Call it the triple-whammy: An elderly parent, a new significant other and an aging bull market.
A reader recently shared his frustrations over watching his elderly father gift a large portion of his assets to a new, much- younger girlfriend. He is his father’s designated power of attorney but learned quickly through his attorney that there’s not a lot he can do about the situation because the father hasn’t been declared (often by a physician) to be incapacitated.
The months or years leading up to a determination that would trigger a power of attorney designation are complex and often emotionally painful.
Meanwhile, as interest rates remain at historically low levels, and market prognosticators trim their expectations for stock and bond portfolio returns in coming years, families are concerned about a combination of big withdrawals and low returns at the end of life that will ultimately decimate the elders’ savings and leave adult children on the hook to make up the difference.
Many of the worst financial abusers are the very children or other relatives who are supposed to be looking out for these seniors, experts say.
“It’s the old he said, she said,” says Martin Shenkman, a New Jersey tax and estate planning attorney. “Is the new girlfriend unduly influencing the senior or taking incredible care of him, and it’s the children who are just trying to save their inheritance? Often, nobody (considered a neutral party) knows.”
Beginning to document examples of financial mismanagement is a common first step but can also be fraught with consequences, experts say.
Shirley Whitenack, an estate planning attorney and president of the National Academy of Elder Law Attorneys, said she has seen many families pulled apart as children fight in court to take control of parents’ assets.
“Then if the children lose, the parents by then are so angry they cut the kids off completely,” she said.
Inheritance issues are always tricky, as any parent knows who has contemplated leaving assets to children according to their perceived needs rather than splitting them equally. On that front, many families have learned that children’s circumstances can often change over time, and that giving different amounts can permanently damage sibling relationships long after the parents are gone.
Splitting an estate equally puts the onus on the children, not the parents, to be good stewards of the money.
In other words, simpler is sometimes better.
That’s the theory behind financial planner Satoru “San” Asato’s retirement income planning with clients, he said.
One client, a mentally fit and affluent woman in her early 80s, began dating a man with very few financial resources, prompting an adult child, her power of attorney, to voice some concerns.
“What makes the situation manageable for us is our process,” Asato said.
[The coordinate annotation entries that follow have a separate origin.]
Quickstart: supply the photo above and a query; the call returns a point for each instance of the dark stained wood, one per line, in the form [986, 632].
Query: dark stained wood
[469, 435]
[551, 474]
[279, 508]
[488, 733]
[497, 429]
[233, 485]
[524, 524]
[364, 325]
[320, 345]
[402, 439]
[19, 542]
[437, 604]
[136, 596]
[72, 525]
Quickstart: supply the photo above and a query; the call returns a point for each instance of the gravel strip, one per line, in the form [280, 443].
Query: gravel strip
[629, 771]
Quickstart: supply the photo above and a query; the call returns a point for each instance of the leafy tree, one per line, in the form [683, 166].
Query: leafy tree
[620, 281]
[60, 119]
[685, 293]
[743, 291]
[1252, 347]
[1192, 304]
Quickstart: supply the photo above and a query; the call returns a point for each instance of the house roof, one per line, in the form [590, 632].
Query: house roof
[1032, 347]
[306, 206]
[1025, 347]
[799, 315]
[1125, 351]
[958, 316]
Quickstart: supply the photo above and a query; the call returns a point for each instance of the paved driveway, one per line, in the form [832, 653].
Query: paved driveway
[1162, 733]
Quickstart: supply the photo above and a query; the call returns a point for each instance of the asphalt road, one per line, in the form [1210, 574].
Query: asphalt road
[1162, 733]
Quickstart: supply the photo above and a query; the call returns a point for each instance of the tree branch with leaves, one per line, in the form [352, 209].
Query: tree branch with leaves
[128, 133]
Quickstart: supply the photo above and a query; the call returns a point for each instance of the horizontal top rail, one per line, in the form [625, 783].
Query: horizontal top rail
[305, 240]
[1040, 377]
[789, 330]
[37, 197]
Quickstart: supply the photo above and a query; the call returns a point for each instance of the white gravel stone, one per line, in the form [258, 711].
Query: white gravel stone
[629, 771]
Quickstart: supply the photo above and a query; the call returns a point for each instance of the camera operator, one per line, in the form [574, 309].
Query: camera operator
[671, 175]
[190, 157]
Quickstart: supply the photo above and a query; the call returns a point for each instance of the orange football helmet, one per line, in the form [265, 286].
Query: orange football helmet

When the woman first became a client, they agreed that the goal of her financial plan was to spend her assets down completely, with no inheritance goal.
Using software and a withdrawal discipline that can respond to investment return volatility and a planning horizon five years beyond a conservative life expectancy estimate, he’s confident she won’t exhaust the funds. If for some reason it begins to look like she might, she can tap home equity. If not, then the home becomes the asset she passes down to heirs.
“I tell clients, ‘My interest is in you staying financially independent for the rest of your life, and we’re going to (aim to) spend all that money down to zero,’ ” Asato said. “When I say that, they are initially shocked, but by the time we discuss it a little bit, they all say, ‘Yes, I want to stay independent, and any money leftover and the real estate can go to the kids.’ ”
“When I explain this to (clients’) kids, they are relieved to know they won’t need to fund income security for their parents in retirement,” he said. Resolving some of the unknowns about their parents’ plan tends to dissipate a lot of concerns, he said.
The upfront income planning also helps clients keep some perspective on their assets as their personal relationships change, he said.
“When I explain what the income is they’ll have off of their assets, women clients in particular are able to stay on budget so they don’t jeopardize that income.”
Asato doesn’t try to tackle getting into detail about what, or who, clients spend their money on. Again, simpler is better, he said.